The question that I am raising is, in The Taming of the Shrew are the women treated as property or people? I think that there is not one clear concise answer to this, but rather an answer in relation to the behavior of the women themselves. Bianca is a woman who acts like property, allowing her father to order her around and not making decisions for herself. During the first act Baptista orders Bianca to go inside and as Bianca complies Katherine makes the comment “A pretty peat!”, calling Bianca her fathers pet (1.1.78). By calling Bianca a pet Katherine is referring to her willful obedience to do whatever their father says.
Katherine, however, is very strong willed as is made known throughout the entire beginning of the play. She is called many things due to her behavior and is told by Hortensio, “No mates for you unless you were of gentler, milder mould” (1.1.59-60). When Petruccio offers to marry Katherine to free Bianca up for marriage he is warned about the kind of woman that she is by many and promised to be rewarded handsomely due to his sacrifice, again leading the reader to believe that life with Katherine would be nothing but trouble.

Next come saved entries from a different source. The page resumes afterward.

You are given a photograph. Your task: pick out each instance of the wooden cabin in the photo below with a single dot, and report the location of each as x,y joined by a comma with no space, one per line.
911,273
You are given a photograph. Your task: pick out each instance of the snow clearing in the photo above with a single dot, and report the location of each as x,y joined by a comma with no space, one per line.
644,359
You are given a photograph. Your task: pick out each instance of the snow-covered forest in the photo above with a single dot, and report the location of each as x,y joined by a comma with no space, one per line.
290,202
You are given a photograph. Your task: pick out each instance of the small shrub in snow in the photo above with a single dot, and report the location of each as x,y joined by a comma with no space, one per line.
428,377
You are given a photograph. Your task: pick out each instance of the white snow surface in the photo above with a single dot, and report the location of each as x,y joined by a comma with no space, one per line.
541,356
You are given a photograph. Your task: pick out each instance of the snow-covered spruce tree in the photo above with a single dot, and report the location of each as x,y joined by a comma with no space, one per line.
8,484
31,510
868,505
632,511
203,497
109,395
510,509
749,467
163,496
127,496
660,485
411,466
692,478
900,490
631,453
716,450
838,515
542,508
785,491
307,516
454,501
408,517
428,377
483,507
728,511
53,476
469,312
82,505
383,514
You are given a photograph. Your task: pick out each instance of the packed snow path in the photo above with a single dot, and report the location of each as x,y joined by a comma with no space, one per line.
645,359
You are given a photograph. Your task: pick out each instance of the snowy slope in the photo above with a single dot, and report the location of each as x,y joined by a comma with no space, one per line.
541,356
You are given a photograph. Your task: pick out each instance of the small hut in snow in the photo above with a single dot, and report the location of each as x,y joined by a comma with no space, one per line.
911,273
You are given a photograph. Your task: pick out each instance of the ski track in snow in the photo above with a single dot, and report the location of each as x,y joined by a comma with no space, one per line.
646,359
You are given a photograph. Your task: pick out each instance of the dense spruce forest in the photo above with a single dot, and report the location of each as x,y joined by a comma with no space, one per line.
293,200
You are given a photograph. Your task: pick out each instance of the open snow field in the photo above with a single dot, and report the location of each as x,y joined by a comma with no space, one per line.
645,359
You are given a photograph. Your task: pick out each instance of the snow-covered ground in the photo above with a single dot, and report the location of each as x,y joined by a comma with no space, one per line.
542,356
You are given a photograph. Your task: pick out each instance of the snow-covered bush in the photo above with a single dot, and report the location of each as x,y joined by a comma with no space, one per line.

What I find incredibly interesting is the way the women end up being treated in comparison to the way that they behave. While Bianca acts like property she is treated like a person, wooed feverishly by Hortensio and Lucentio who are so overcome with love that they fall over each other to dress beneath their station in order to be closer to her. In act five Lucentio admits to Baptista what he has done was driven by love, “Love wrought these miracles. Bianca’s love..” (5.1.104-105). After being deceived by Lucentio, Bianca does not seem to take it well and appears to be behaving more like her sister when she is summoned by Lucentio and refuses to come (5.2.80-88).
Katherine, in the beginning of the play, is the epitome of the strong willed woman. During Petruccio’s “chase” of Katherine, he lies to her father and tells him that Katherine is in love with him and agrees to marry him (2.1.300-309). What shocked me is that Katherine did not seem to put up much of a fight, and from then on you see her true character. As opposed to Bianca, Katherine acted like her own person and ended up being treated like property by Petruccio. Petruccio even goes so far as to say, “She is my goods, my chattels” and again Katherine does not protest (3.3.101). The biggest transformation seen in Katherine is the speech she makes at the end of the play about the true way a wife should behave while speaking to her now disagreeable sister (5.2.140-183).
It appears to me that Shakespeare is making a comment about how women behave before marriage. The treatment of women as property, while definitely shown in the play, is shown in a negative light. The transformation seen in Bianca and Katherine seems to say that women will be treated how they allow themselves to be treated, meaning they overall are people and not property.